Se l’alimento eliminato non può essere lentamente reintegrato bisogna intervenire
con un adeguato apporto nutrizionale, calorico e vitaminico facendo anche aggiunte
e sostituzioni.
Esistono in commercio validi sostitutivi utilizzabili proprio nei casi in cui
l’eliminazione è definitiva e riguarda alimenti ad alto valore nutrizionale.
Per esempio il latte bovino può essere sostituito da latte di soia, di capra
oppure da miscele di aminoacidi e di maltodestrine.
Nelle intolleranze alimentari di natura enzimatica, per esempio da deficit di
disaccaridi, si utilizzano alimenti privi di disaccaridi, come lattosio, saccarosio,
maltosio. Il latte bovino, attraverso un particolare trattamento, viene privato
del lattosio, oppure si consiglia di mangiare yogurt fresco ricco di lattasi
naturale, abitualmente ben tollerato da questi soggetti. Dopo aver eliminato
o drasticamente ridotto il consumo di alimenti responsabili di reazioni, bisogna
diminuire anche il consumo di cereali, legumi e patate al fine di ottenere una
riduzione dell’introito di amido nella dieta per ottenere una migliore e ottimale
funzione intestinale.
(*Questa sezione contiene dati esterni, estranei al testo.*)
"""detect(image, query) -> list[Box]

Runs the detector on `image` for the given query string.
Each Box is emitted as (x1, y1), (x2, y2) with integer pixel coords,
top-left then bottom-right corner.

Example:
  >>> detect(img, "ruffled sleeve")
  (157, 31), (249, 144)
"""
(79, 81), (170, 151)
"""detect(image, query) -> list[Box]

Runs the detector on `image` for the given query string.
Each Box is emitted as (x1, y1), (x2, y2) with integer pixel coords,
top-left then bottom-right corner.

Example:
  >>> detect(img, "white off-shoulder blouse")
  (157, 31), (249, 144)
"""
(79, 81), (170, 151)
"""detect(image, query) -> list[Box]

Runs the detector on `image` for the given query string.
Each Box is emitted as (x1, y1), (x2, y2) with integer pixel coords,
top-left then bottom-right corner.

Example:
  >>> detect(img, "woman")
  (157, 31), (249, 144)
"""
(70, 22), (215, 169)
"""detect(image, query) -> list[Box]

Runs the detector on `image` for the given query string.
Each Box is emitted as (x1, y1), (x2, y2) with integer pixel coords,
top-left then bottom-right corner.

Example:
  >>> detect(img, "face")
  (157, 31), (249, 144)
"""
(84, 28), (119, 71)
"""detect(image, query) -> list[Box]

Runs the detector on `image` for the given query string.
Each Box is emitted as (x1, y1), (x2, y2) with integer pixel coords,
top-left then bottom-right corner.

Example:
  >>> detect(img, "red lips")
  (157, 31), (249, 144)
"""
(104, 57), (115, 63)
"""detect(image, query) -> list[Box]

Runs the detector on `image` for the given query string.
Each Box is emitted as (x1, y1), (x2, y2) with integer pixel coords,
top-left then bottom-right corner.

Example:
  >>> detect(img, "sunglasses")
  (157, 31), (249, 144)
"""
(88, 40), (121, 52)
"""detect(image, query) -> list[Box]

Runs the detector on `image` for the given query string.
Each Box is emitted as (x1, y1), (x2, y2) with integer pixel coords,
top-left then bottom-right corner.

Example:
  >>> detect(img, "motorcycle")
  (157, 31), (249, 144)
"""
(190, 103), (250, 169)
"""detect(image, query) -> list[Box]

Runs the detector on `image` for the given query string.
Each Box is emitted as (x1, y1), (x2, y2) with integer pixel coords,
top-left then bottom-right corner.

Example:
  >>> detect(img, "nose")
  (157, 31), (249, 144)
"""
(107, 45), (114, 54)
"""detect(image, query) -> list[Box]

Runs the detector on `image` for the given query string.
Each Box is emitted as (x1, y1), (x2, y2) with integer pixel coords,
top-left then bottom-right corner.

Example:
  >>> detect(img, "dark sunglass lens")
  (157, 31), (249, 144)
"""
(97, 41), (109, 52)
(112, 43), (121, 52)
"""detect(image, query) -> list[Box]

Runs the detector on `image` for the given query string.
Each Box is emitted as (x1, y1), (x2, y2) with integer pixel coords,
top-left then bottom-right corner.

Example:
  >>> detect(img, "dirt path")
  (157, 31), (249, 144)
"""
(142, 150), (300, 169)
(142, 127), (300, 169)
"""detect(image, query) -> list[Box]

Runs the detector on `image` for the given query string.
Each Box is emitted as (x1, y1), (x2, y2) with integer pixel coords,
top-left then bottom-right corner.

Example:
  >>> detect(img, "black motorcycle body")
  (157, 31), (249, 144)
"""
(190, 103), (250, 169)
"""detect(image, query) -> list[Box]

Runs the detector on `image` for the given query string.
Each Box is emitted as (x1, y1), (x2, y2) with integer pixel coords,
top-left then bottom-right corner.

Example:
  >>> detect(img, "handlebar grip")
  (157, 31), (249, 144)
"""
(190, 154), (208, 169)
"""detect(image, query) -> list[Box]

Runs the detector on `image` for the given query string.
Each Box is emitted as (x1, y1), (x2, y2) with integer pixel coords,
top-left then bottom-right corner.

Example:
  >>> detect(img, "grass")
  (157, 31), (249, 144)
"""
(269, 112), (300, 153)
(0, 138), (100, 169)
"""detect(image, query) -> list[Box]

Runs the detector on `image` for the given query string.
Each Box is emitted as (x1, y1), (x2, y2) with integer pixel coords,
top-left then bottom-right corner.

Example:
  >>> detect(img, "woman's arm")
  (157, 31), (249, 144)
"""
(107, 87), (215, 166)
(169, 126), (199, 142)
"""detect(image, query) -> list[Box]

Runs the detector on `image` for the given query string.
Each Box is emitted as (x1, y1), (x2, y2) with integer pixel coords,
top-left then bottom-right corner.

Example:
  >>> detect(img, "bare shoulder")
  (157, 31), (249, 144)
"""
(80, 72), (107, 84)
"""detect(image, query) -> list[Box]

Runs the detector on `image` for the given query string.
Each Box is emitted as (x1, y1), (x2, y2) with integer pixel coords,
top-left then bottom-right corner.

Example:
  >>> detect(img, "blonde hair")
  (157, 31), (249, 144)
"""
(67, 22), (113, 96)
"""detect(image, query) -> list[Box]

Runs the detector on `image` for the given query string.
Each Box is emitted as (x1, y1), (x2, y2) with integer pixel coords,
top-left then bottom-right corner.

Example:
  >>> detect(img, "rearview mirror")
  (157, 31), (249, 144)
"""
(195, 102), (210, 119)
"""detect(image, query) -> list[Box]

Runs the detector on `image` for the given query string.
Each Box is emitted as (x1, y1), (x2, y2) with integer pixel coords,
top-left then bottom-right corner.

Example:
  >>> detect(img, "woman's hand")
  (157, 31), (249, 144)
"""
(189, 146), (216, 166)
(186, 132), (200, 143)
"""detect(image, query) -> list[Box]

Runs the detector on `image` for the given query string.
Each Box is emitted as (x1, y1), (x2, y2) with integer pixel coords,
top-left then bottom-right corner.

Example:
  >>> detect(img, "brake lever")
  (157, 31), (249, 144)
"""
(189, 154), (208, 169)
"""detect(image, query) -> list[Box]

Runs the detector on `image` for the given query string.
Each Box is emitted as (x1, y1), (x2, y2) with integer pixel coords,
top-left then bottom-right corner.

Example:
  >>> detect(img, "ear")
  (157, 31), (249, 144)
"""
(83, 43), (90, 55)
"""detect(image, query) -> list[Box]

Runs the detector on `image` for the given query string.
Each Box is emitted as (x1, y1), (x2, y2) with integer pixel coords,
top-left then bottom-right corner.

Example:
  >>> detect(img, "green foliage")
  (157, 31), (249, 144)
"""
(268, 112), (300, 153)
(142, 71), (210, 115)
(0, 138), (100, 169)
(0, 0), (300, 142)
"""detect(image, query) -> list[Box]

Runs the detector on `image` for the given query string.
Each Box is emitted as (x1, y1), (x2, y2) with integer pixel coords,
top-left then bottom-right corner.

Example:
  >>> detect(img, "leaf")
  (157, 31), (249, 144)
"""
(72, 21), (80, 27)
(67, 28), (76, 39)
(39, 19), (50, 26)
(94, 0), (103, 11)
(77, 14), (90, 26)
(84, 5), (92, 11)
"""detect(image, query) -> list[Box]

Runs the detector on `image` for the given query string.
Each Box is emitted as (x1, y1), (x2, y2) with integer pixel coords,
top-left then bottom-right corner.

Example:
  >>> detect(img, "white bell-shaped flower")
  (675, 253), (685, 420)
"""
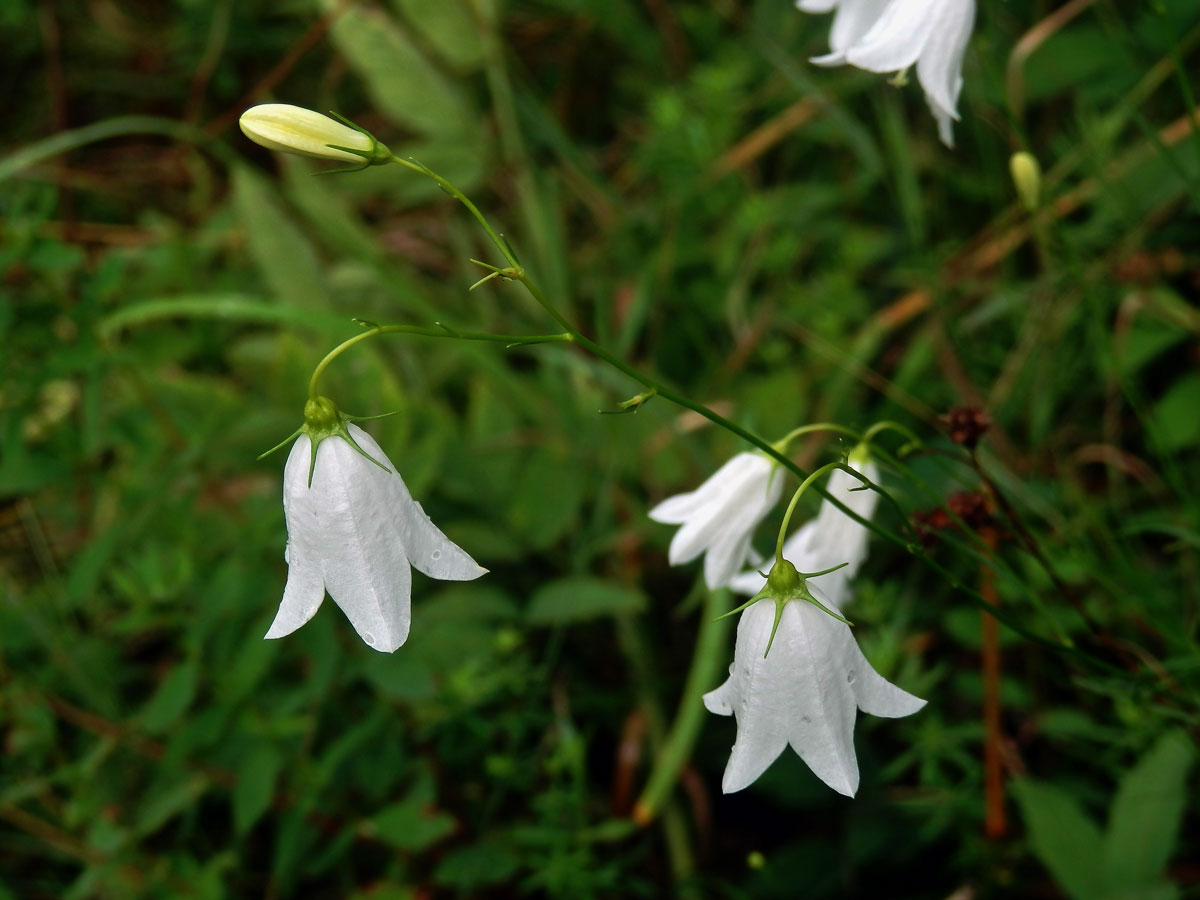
(797, 0), (976, 146)
(266, 404), (487, 653)
(704, 587), (925, 797)
(649, 452), (784, 590)
(730, 458), (880, 606)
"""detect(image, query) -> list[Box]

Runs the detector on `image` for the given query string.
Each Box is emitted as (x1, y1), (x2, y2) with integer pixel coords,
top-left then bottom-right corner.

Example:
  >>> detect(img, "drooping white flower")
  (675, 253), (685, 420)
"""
(797, 0), (976, 146)
(649, 452), (784, 590)
(704, 586), (925, 797)
(238, 103), (391, 166)
(265, 401), (487, 653)
(730, 458), (880, 606)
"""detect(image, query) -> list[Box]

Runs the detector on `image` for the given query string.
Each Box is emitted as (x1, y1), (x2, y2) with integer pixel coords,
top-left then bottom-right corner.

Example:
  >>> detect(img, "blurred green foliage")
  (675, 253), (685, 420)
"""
(0, 0), (1200, 900)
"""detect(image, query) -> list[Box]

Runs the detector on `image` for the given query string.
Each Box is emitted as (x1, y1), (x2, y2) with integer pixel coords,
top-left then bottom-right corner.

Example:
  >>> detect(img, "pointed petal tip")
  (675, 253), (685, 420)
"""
(701, 682), (733, 715)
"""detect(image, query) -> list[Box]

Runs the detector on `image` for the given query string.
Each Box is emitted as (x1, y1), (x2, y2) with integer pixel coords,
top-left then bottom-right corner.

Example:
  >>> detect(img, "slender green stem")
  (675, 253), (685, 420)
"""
(775, 462), (849, 565)
(308, 325), (572, 400)
(634, 588), (730, 826)
(863, 420), (920, 456)
(775, 422), (863, 452)
(391, 154), (521, 270)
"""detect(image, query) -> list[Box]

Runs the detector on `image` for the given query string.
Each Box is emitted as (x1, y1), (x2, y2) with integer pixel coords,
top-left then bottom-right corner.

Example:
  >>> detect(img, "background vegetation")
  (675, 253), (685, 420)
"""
(0, 0), (1200, 900)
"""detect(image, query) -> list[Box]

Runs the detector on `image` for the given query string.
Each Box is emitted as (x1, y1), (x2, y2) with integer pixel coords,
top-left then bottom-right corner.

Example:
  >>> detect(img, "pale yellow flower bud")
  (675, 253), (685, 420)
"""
(238, 103), (389, 164)
(1008, 150), (1042, 212)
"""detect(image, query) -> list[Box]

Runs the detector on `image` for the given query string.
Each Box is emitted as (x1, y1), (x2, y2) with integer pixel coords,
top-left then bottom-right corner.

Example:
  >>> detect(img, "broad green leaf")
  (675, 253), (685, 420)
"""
(526, 576), (646, 625)
(142, 660), (199, 734)
(1104, 731), (1195, 890)
(1013, 779), (1110, 900)
(233, 743), (283, 834)
(233, 166), (329, 310)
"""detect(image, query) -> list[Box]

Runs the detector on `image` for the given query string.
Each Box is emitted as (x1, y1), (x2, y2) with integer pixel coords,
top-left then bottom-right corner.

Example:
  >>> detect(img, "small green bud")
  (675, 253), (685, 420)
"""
(1008, 150), (1042, 212)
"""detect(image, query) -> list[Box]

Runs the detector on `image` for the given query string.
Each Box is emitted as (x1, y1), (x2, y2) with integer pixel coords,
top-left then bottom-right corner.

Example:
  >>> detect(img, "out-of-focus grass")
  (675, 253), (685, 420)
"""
(0, 0), (1200, 900)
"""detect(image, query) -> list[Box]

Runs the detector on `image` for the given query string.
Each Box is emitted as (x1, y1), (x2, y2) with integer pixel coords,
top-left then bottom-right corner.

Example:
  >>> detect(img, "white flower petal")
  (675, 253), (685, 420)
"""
(728, 460), (880, 608)
(846, 0), (944, 72)
(264, 434), (325, 640)
(701, 666), (733, 715)
(718, 600), (794, 793)
(647, 454), (754, 524)
(917, 0), (974, 124)
(312, 437), (412, 653)
(770, 601), (858, 797)
(829, 0), (892, 53)
(704, 592), (924, 797)
(349, 425), (487, 581)
(650, 452), (784, 589)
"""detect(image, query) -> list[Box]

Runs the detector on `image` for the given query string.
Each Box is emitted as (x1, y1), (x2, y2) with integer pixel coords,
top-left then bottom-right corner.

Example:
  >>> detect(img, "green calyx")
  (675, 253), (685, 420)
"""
(258, 396), (391, 487)
(317, 110), (392, 175)
(719, 559), (854, 659)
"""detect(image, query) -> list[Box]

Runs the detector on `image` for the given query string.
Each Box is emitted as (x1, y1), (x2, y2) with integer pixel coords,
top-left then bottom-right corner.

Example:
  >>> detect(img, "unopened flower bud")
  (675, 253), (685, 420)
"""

In commercio esistono preparati di batteri eubiotici capaci
di riequilibrare la flora batterica intestinale.
Nei casi in cui esiste il sospetto di una PAR (reazioni pseudo-allergiche) da additivi in cui la causa precisa non è stata evidenziata, bisogna cercare di nutrirsi con alimenti a basso contenuto o privi di additivi. Alimenti da evitare in questi casi sono: i vini bianchi contenenti solfiti, le varie bevande in commercio del tipo cola, succhi, sciroppi, gli alimenti preconfezionati, quelli precotti e in scatola, gli insaccati, i cibi sott’olio, sott’aceto, la maionese commerciale, la mostarda, marmellate, gelati e dolci commerciali o preconfezionati.
Quando la sintomatologia dell’allergia è importante si possono somministrare farmaci, come gli antiistaminici, in grado di alleviare e di ridurre i disturbi.
In ogni caso l’intervento farmacologico deve essere prontamente eseguito dal medico.